Wes and I arrived in the northern California area Saturday afternoon excited for our week in Santa Cruz. After getting settled into our respective sleeping arrangements (much appreciation to Gary and Laura!) we did some quick grocery shopping and explored the area a little bit. Sunday night we really got to work scouting out the Capitola Beach locality with Jason Tovani in preparation for two trips on Monday and Tuesday.

The 3-5 Ma (Pliocene) Purisima Formation, a marine sedimentary unit that is fossiliferous and interpreted to preserve marine shelf deposits, crops out at Capitola Beach as well as several other locations around Santa Cruz. The fact that it is close to many local schools and provides material for several type of geology lessons makes in an appealing place for class field trips. The hope is that these trips with teachers will catalyze the creation of lesson plans centered on Capitola Beach.

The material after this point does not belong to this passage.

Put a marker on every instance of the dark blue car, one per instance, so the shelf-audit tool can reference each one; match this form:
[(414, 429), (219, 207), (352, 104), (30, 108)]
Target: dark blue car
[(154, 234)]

Sunday night proved to a be a successful reconnaissance mission. In addition to the thousands of fossilized mollusc shells, we also discovered a sixgill shark tooth (Hexanchus sp.) and many hundreds of whale bones scattered amongst sandstone pavement below the cliffs. I sent a photo of the most exciting of these to our friend Jorge Velez-Juarbe for clarification. He responded that it appears to be the maxillae and premaxillae of a delphinoid… very exciting stuff! On Monday night we were joined by a group of teachers including Laura Taylor, Gail Alaimo, Karen Schmidt, Jason Tovani, and Gary Bloom. We chatted a little bit about the potential of lessons dealing with topics such as fault displacement, depositional environment, live/dead assemblage comparisons, and others while stepping over an incredible abundance of fossil specimens encased in hard sandstone. During the Tuesday night trip Rob Hoffman joined us with his young daughter for a short and sweet tour of the site. Most exciting was the discovery of a symphyseal tooth from Hexanchus sp..

All in all, the three trips were highly successful in scouting out Capitola with the astounding beauty of Monterey Bay impossible to ignore. There is high potential for a wide range of future lesson plans. All of which can incorporate the benefits of teaching the local environment and getting students out of the classroom and into the field.